Premonition (2004)

Rating: C

Dir: Norio Tsuruta
Star: Hiroshi Mikami, Noriko Sakai, Hana Inoue, Daisuke Ban
a.k.a. Yogen

The sleeve for the second installment (after Infection) in Taka Ichise’s “J-Horror Theater” series makes it look like a Ring clone, but this is perhaps a Japanese take on Final Destination, albeit without the imaginatively splattery deaths. Which is a shame: the grand guignol gore was half the fun – okay, all the fun – in that series. College teacher Hideki (Mikami) sees his daughter killed in a roadside accident, seconds after finding a newspaper which reports the death. His wife (Sakai) doesn’t believe him, and they separate; three years later she is, conveniently, a paranormal researcher and he is getting more printed premonitions, despite a strong, and understandable phobia of newspapers. Inevitably, they team up, to try and find out what’s going on, and whether they can stop fate from its seemingly-inevitable path.

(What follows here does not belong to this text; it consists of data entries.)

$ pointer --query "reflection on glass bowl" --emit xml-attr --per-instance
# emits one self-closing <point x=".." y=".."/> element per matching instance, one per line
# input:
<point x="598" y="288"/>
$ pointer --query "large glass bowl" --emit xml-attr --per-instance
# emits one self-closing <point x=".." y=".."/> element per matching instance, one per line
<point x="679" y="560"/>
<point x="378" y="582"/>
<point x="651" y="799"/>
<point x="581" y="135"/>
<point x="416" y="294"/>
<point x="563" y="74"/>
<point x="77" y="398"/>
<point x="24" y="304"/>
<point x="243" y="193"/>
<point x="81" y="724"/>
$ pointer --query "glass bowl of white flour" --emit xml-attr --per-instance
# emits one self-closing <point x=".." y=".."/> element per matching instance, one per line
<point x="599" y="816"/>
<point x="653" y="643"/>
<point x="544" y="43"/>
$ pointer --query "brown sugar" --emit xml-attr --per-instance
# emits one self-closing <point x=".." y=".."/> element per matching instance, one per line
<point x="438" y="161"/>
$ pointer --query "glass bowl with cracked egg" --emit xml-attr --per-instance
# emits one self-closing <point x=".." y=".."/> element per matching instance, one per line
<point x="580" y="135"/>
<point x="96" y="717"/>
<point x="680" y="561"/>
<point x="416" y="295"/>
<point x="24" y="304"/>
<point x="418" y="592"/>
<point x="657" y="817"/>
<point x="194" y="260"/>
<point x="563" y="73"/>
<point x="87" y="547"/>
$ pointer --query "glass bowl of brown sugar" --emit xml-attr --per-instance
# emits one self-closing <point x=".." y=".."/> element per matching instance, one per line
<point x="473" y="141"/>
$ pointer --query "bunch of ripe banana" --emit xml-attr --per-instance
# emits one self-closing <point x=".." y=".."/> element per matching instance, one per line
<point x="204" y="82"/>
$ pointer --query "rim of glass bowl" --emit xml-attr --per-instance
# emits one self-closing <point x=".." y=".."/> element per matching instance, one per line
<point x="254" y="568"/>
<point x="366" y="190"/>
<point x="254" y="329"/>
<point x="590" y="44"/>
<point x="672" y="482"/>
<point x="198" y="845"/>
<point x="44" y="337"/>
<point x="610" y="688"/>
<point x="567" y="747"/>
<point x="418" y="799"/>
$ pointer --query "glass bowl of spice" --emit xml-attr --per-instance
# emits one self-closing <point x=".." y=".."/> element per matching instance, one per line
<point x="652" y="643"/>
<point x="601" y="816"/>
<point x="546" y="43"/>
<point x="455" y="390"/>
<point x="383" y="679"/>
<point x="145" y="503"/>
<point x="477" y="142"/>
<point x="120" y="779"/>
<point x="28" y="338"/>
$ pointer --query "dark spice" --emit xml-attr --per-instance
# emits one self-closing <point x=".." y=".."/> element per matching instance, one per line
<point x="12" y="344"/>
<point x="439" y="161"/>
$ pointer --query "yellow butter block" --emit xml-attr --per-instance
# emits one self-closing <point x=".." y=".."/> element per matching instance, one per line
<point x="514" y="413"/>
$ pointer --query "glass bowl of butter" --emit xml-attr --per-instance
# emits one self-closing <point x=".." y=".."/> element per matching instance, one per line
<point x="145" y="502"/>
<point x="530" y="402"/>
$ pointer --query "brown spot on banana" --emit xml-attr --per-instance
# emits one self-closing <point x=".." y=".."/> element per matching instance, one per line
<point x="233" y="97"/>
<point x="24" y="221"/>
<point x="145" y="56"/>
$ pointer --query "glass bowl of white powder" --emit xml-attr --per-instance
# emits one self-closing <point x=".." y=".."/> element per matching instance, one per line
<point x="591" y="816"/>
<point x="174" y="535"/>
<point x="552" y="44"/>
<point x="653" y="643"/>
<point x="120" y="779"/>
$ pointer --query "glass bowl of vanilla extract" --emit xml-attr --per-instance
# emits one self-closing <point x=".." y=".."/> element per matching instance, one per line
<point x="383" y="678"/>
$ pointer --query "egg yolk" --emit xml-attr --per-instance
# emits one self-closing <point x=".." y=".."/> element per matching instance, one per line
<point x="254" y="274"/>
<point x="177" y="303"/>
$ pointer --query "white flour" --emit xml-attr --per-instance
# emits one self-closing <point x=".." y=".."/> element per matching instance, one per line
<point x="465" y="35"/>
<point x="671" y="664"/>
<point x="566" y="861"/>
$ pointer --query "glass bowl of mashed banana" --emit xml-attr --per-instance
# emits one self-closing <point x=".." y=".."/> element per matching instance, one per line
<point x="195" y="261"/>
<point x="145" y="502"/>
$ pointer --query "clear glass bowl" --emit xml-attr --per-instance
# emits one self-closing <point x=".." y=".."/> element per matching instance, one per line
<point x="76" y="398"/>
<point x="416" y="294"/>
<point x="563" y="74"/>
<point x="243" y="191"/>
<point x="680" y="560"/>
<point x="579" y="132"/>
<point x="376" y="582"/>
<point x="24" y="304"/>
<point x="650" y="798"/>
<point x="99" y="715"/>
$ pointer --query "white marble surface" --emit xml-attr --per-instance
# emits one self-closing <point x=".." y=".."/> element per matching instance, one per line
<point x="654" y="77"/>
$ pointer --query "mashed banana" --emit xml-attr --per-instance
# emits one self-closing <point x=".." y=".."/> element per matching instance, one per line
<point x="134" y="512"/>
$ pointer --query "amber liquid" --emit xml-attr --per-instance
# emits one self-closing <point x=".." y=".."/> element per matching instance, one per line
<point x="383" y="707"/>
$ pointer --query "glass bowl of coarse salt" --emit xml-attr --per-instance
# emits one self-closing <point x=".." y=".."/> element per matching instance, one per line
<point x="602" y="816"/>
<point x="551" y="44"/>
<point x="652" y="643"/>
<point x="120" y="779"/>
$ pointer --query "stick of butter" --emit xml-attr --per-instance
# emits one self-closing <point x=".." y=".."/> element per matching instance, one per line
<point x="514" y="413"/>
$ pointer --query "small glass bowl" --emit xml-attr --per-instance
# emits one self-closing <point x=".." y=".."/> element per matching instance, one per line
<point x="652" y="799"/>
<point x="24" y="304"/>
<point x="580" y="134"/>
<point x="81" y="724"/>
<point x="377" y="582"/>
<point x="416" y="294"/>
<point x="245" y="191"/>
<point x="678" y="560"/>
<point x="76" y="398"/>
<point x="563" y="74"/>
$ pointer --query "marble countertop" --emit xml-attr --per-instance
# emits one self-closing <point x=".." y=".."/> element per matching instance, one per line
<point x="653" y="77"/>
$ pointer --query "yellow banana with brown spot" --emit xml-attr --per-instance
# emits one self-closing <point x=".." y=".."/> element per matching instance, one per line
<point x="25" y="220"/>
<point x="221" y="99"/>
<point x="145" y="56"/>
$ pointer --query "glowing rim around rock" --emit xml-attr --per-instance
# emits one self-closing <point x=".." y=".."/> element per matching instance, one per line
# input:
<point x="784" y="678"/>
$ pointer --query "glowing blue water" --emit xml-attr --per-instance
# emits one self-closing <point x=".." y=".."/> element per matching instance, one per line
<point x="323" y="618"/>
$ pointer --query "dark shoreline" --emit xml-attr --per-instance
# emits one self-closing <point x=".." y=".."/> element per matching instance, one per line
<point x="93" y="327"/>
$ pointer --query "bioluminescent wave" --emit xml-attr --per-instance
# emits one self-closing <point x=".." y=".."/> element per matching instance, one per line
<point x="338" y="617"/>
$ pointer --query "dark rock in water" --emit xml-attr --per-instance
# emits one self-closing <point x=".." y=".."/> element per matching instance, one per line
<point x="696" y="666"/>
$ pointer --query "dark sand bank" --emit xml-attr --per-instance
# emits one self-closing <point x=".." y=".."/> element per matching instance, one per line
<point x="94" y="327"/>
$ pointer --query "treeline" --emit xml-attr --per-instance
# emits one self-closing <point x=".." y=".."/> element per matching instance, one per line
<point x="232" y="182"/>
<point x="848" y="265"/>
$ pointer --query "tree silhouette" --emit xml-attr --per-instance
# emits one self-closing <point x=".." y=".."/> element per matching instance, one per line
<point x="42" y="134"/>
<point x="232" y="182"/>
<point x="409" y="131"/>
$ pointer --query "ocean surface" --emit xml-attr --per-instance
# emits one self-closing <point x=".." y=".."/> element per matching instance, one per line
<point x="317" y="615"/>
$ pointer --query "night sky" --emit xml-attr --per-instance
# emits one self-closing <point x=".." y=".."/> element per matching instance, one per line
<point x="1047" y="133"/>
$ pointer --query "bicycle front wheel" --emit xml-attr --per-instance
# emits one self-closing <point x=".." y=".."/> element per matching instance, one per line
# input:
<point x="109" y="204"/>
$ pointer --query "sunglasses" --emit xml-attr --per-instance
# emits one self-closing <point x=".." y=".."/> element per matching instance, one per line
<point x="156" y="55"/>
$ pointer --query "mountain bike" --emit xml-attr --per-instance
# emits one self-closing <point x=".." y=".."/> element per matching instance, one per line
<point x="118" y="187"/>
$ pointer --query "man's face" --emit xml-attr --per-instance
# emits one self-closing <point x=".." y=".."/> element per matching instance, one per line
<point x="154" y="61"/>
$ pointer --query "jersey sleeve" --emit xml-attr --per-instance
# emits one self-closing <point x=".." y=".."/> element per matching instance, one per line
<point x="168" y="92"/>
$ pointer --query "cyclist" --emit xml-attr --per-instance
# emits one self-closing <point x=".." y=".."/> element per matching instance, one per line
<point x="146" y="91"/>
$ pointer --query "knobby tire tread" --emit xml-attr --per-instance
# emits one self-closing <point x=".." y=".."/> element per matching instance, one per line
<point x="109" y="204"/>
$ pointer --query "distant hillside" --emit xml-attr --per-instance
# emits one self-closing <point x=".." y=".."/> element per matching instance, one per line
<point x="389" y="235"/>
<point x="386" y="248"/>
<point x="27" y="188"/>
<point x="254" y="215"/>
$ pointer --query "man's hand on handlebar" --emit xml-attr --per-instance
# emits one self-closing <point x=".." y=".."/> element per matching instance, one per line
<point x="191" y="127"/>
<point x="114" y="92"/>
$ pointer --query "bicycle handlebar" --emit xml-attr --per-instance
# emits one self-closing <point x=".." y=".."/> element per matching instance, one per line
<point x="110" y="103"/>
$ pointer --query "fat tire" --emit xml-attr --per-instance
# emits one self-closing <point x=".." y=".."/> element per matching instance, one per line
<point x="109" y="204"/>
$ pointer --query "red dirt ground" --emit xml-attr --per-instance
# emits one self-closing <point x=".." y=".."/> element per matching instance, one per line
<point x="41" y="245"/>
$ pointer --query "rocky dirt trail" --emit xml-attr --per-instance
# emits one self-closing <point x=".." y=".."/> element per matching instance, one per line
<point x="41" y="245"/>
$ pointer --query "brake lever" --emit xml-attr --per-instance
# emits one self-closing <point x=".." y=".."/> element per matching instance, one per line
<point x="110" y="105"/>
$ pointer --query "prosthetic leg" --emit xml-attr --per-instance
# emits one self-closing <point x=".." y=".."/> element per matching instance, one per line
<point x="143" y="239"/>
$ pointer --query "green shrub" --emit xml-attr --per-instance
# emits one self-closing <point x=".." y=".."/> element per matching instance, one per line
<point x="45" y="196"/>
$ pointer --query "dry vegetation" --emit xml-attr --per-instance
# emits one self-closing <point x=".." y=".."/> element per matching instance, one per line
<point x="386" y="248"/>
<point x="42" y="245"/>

The strange thing is, despite its cheery shallowness, FD made a better stab at explaining things. It’s never clear why Death publishes a newspaper, or how one gets on the subscribers’ list. The middle is definitely weak, as we are quite some way ahead of the characters: oh, this is where they work out the “rules”. Dum-de-dum. Okay, now he must try to save his wife, whose mobile phone has conveniently fallen from her pocket. La-la-la. Mikami captures the perpetual terror of someone in his situation nicely, and the last ten minutes, where things simultaneously unravel and get tied together, are great, nearly enough to redeem the film. Otherwise, however, if you’re more than a casual genre fan, you’ll have seen almost every aspect of this before, and probably done better too.